A simple rule to determine whether it is useful to use a flat fee model and a percentage structure of assets under management (AUM) is whether you feel that your assets will grow significantly over the next few years primarily due to your contributions to the portfolio. It’s about estimating. “In this case, a flat fee structure may be more beneficial because it has a more fixed base. Still, if the contribution does not significantly increase your assets, a percentage structure may be more beneficial.” ,” says Alonso Rodriguez Segarra, CFP at Advise Financial.
With the AUM model, you incur ongoing fees whether or not you take advantage of all the services an advisor provides. If you prefer a more hands-on approach to investment management, consider the AUM fee structure. may be more suitable.”

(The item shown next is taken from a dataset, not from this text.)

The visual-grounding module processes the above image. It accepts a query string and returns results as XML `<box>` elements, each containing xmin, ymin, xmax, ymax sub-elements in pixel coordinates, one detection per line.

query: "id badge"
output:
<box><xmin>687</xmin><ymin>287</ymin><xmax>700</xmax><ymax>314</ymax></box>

Each advisor has a different fee structure. “Based on the numbers you provided, it would be more expensive to switch to another advisor you don’t know, especially considering your average commission is currently 0.67%, which is less than the 1% that most advisors charge. You can see that it can get expensive,’” Segarra says.
“You’re not dealing with exorbitant prices,” says Steven Sivak, founder of Innovate Wealth. “I have certainly seen worse situations, but clients should always ask what value they are seeing from their advisor,” says Sivak.
Calculating the compensation an advisor receives can be confusing because there are so many different fee structures and many advisors do not disclose how they charge their fees. “It’s no different than buying any other service provider. When you buy a landscaper, you need to know what they’re going to provide, how reliable they are, how qualified they are, and how You want to know what you’re getting paid and how much you’re getting paid, even if you’re a financial advisor,” says Sivak.
That said, if you shop around, you may find that an existing advisor is perfectly suited to your needs. (Also looking for a new advisor? This free tool allows us to match you with fiduciary advisors who may meet your needs.)
“You’ll never know unless you shop around,” Sivak says. Generally, experts recommend meeting with two to three financial planners to see who you find easiest to talk to and who seems best suited to your personal situation. .
In addition to asking trusted friends and family for flat-fee referrals, sites like the National Association of Personal Financial Planners and Garrett Planning Network allow you to search for planners based on their fee structure.
Having a problem with your financial advisor or looking for a new one? Email picks@marketwatch.com.
Question has been edited for brevity and clarity.